They Love Life
Akranes is for people who enjoy nature, culture, life and fun
Early Celtic pioneers made a good choice when they set up home Akranes. It’s a haven for nature lovers, bird lovers, beach lovers and history buffs. Those settlers would be surprised today at the small fishing town that has built up around their early dwellings.
You can see Akranes gleaming in the sunshine across the bay from the harbour in Reykjavik. It’s only a bus ride away, with the regular bus service taking you past picturesque farms, setting the stage for the variety of nature and bird life as you approach the town. Once there, the local bus service is free.
Akranes is a very popular place for camping and caravans. The sites are well set up with all the facilities easily available. Shops and the two swimming pools are close by. There is also the golden sand beach, which is unusual for Iceland. There are changing facilities and a sun veranda right next to it. Hot showers and a jaccuzzi make it a relaxing place to enjoy the long summer evenings.
Akranes is surrounded on three sides by the sea—which gives plenty of scope for some good fishing. Since the camp site is right next to one of these fishing spots, catching your dinner is all the easier, if you’re a fisherman.
The geography of the area is really inspiring for hikers, who have all levels of hiking open to them—including the mountain that forms the backdrop to the town and, to a large extent, protection from the northerly winds.
The summer is usually warm and pleasant but the same cannot be said for the winter! If you take a look at the two lighthouses, you’ll see the smaller one is a little closer to the sea. It has been abandoned now since the winter’s rough seas spray right over it. Both are open to visitors and provide a beautiful panoramic view of the Akranes area and all the way to Keflavík.
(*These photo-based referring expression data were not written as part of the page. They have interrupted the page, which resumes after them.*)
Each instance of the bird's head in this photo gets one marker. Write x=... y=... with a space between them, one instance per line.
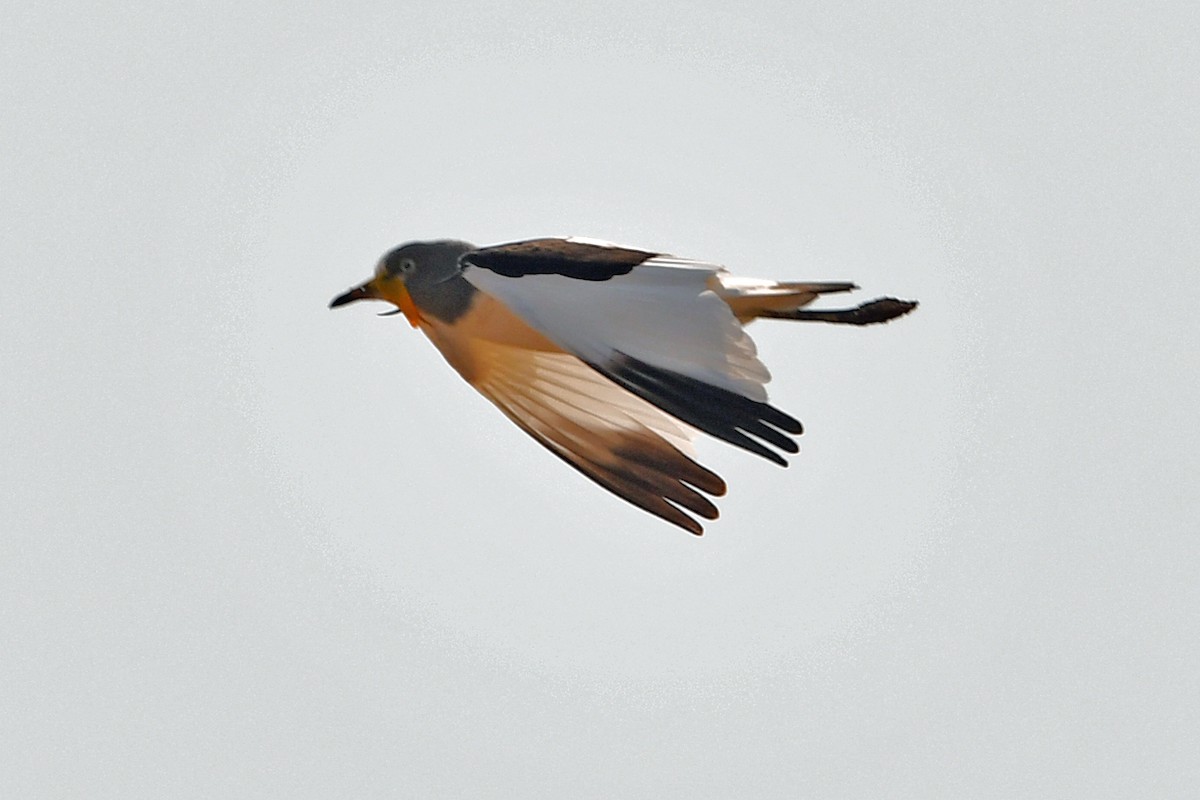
x=415 y=269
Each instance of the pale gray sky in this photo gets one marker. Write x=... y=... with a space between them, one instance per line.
x=256 y=548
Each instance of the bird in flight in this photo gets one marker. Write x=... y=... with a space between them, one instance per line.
x=611 y=358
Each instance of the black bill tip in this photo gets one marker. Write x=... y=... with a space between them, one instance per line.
x=358 y=293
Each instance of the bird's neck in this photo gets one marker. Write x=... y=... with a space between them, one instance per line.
x=445 y=301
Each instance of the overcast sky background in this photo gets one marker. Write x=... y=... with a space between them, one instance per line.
x=252 y=547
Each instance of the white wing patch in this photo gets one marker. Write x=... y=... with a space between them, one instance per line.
x=663 y=312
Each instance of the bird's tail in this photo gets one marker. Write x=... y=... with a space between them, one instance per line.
x=754 y=299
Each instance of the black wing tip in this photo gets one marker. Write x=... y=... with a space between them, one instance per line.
x=744 y=422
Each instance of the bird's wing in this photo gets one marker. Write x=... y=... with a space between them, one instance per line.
x=618 y=440
x=651 y=323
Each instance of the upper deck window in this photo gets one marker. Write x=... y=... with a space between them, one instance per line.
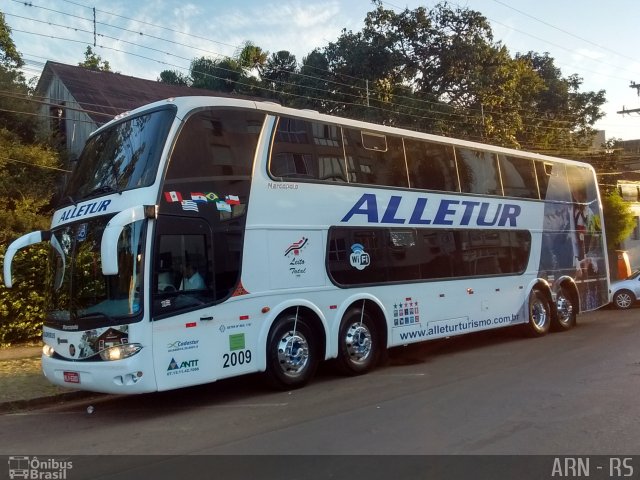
x=123 y=157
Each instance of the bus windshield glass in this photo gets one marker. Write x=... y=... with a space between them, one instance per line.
x=123 y=157
x=77 y=291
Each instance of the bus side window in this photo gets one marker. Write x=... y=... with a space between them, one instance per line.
x=518 y=177
x=478 y=172
x=375 y=159
x=183 y=272
x=307 y=150
x=431 y=165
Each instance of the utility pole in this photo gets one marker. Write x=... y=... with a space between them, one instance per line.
x=634 y=110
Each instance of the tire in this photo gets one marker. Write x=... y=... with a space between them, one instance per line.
x=358 y=343
x=565 y=317
x=539 y=315
x=292 y=355
x=624 y=299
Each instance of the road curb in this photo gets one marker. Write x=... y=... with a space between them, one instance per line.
x=28 y=404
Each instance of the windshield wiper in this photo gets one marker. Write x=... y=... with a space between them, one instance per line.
x=100 y=191
x=94 y=316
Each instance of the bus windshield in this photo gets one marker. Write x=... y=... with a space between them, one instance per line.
x=123 y=157
x=78 y=292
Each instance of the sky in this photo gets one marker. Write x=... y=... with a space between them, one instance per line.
x=593 y=39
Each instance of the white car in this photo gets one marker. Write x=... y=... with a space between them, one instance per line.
x=624 y=293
This is the land of the Celts and, for the history buff, there is much to see. The spiritually-minded Celts travelled in small boats covered in skins that seemed to survive on a wing and a prayer, relying on miracles rather than engineering prowess like the Vikings. In fact, it is said that Saint Brendan tested his faith in these little craft against the wild Atlantic—faith and prayers that clearly kept them, as they had a thriving community around Akranes.
That community spirit not only survives but thrives today, as the townsfolk love all forms of culture. The Music School is right in the centre of town; art and crafts are found everywhere, as is writing, singing and poetry.
One of the highlights of the year is the Irish festival from 6th—8th July with a variety of events that will keep the die-hard party addict happy. It’s a big family event that includes everyone in the fun—local and visitor alike.
Akranes is a family town and there are plenty of activities from golf to football (their top team boasts several stars who have gone to famous international clubs). There is a great bar-b-que area in the park, surrounded by trees, with games and crazy golf. Walking and cycling are popular pastimes with paths of different lengths to enjoy.
The museum area is really worth visiting. Besides examples of fishing vessels down the years displayed outside, including the only example of a 3-masted cutter, the indoor section has samples of practically every aspect of the fisherman’s life. Next to it is another unusual museum: The Icelandic Sport Museum. Check out the footsteps on the floor. A Geological museum is housed in the same building with a large collection of stones which show just how colourful Iceland is. There is always a temporary exhibit on display. Currently, there is a photo gallery of past residents that gives a fascinating insight into the character of the people. Work is starting shortly on the construction of The Celtic Cultural Centre, which will bring scientifically documented evidence together of the Celtic influence and history. But then, just look at the number of fair-skinned red-heads and you’ll see how strong it is.